I was trying to read the paper today, but I found myself skipping article after article because everything I read seemed to be everything I knew already. Not perhaps in terms of fact, but in terms of expression. For instance, an article on the Mangalore attacks will more or less follow the same pattern of an article on dalit women being raped. An article on Vajpayee on the ventilator will more or less dance along the same tune of Manmohan Singh's operation. So familiar is the pattern that my eyes automatically skip whole passages- the only thing that still retains my interest is the Calvin and Hobbes strip. This doesn't happen because we are so used to such news. Because we still feel a little angry, a little sad, a little hurt, a little horrified, when we see atrocity on camera (not in films anymore because the screenplays follow patterns just as the articles do), but we've stopped reacting to the description of atrocity in the Print medium. Everything is starting to sound like the same old story over and over again. Trite.The secret of good writing is to speak a strange language that only you can speak and yet be understood by whoever is listening. Those describing atrocities, however, despite their impeccable grammar and punctuation skills, commit the fatal error of speaking in a tongue that is so common, it passes into the air unheeded. It's like yelling 'Wolf!' in a place where the wolf is part of the landscape and not an intruder. So when you tell me that a woman was beaten, or raped, or murdered, or tickled to death, mummifying your narration with bandages of phrases so old, I sit like a fat crab inside my carapace of insularity. We become- you and I- writer and reader- two beings in two boxes, happily apart, content in our inability to connect. I already know what you want to tell me- and you become the classic definition of a bore.
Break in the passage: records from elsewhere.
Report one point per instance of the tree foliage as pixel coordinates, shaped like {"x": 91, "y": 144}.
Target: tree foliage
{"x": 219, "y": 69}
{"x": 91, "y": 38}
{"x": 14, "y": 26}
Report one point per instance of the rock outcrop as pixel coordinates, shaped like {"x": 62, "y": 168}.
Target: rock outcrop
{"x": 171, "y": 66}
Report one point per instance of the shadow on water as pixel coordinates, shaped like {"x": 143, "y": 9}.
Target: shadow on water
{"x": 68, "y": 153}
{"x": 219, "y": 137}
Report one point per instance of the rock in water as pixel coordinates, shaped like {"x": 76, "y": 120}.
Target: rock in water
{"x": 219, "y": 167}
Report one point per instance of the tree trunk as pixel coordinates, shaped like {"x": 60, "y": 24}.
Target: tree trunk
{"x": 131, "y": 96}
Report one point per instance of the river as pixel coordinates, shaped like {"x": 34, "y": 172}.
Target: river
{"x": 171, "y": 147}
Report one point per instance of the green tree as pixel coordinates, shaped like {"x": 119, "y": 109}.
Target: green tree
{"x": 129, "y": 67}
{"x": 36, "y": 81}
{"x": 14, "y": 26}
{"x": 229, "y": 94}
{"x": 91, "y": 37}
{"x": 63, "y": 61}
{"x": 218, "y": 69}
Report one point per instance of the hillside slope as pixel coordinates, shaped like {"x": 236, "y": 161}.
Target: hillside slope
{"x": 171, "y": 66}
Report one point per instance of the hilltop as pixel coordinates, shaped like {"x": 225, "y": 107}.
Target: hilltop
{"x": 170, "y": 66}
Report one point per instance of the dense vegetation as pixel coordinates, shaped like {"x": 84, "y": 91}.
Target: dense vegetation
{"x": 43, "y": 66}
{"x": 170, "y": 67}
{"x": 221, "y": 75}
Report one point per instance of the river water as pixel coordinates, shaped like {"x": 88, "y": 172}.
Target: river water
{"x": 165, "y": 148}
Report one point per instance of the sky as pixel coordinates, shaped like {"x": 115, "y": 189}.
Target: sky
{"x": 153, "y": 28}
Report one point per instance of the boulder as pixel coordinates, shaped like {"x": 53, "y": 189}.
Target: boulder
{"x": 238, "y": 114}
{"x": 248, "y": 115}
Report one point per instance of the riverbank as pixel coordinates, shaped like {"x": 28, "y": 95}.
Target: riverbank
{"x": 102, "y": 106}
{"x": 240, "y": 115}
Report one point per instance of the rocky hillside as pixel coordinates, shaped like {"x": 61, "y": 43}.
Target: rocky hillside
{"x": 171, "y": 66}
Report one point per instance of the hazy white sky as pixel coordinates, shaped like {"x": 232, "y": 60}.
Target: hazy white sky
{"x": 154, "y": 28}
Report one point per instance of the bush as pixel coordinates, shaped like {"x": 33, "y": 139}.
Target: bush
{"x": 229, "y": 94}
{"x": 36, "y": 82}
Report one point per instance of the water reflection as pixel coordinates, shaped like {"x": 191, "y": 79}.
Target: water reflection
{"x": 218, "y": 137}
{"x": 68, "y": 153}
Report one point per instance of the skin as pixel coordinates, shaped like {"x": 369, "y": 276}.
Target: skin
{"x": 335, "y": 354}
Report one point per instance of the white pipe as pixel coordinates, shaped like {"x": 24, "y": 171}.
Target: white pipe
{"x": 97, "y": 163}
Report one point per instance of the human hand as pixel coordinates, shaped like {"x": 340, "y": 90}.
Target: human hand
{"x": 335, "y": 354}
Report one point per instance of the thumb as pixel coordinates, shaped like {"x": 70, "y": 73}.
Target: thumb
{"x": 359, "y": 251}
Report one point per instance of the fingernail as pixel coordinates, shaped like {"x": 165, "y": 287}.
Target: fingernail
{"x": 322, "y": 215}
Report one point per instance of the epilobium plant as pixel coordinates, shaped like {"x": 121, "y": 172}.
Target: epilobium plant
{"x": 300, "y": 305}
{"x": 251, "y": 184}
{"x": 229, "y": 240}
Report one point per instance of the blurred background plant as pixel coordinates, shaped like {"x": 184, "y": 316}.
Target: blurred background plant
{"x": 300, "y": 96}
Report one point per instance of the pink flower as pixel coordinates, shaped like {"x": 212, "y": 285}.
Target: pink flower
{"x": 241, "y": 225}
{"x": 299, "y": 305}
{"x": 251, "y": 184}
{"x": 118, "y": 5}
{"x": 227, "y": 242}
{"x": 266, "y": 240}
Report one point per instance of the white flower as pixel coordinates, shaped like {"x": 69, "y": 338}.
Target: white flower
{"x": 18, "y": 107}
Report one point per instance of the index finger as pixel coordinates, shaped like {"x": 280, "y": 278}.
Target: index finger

In our BA class, we had this great essay by George Orwell on our syllabus. I can't help but notice how increasingly relevant his words are becoming as the days pass. We have created such hideous phrases in our idiom that all we need to do to escape the brutality of seeing things in flesh and blood is to put out a hand and pick up a dead phrase from the freezer, like a cold fish, and lay it out on the table. The cold fish will not struggle, its eyes remain calm, the scales betray no secret, and its tail will never swish. You are in control of this cold fish and you make your offering to your readers who are more than willing to accept it because it's easier to handle than a leaping, angry, writhing fish alive with the surf of its being. The cold fish only inspires a faint sense of nausea. It goes away soon if you muffle it beneath layers of the everyday. Its gills will not haunt your mind because you never heard its last dying gasp. So much of news reporting resorts to picking cold fish off the freezer. And as a reader, all that I feel is a vague sense of guilt for being so bored at someone's funeral.
What then, should a writer do to unsettle his/her readers? How does one write the everyday without camping in the graveyard of phrases? It isn't easy, certainly. Most people find it difficult to write a text message that makes sense. Most people cannot write emails that are neatly divided into paragraphs. Most people are so inarticulate, it is astonishing that they are not dead already. But we're not talking about most people here. Most people are not writers and they are happy not being so. There are only a few who are so narcissistic that they believe the world is at the edge of its seat to hear what they have to say. And they still treat the world with condescension. Here I lay my pearls before thee, swine. So if you've chosen to be a writer, you bloody well make sure you work at your art. All good writers are good readers. Not only does reading stimulate your imagination, it also teaches you languages. And by that, I don't mean languages of countries. I mean the languages of people. The languages of love, anger, hate, bitchiness, devotion- whatever it is that you wish to write about. The more you read, the more words fall into your brain like snow, blanking out the mundane, creating an expanse, a canvas, where you as the artist, suddenly discover that you can now speak the language you had been forlornly searching for, for so long. Because this is your land, this is the kingdom you've dreamed of when you had read what you had written and been disappointed by its jadedness.
The more you read, the more you know about your own skills to write. The more you know, the more afraid you could become about what to write. Because we have our invisible demons that whisper in soft strains about how far we can go. How frank your writing can be. How much you will let your words reveal about you. It is this fear that once again drives us back to the comfort of platitudes. It is always difficult to be the only voice of dissent in a birthday party. If you draw a line that keeps your reader away from you, this much and no further, if you decide to be the stowaway in your own ship, then your reader will walk away from you because all there is to see is the steel and skeleton of a machine.
This is true of not just writers writing about atrocities but writers in general.A lot of Indian writers for children, especially, are so painfully imitative of their western counterparts because of their fear to take the plunge and be original. They'd rather be derivatives of Enid Blyton or Rowling because they are safe zones. Happy to be the Indian Blyton, the Indian Rowling. It is this dead-end that must be clawed open to reveal new worlds. Or all you can do is to hopelessly throw yourself against the wall and wish for Platform 9 3/4 to open up.
I'd love to open the newspaper one day and feel scared. The way it's going now, I think I'll read my own obituary and stifle a yawn. I want the writers who are penning their reports to wake me up with their rage. I don't want to read what I already know. Please tell me something new or am going to break up with you.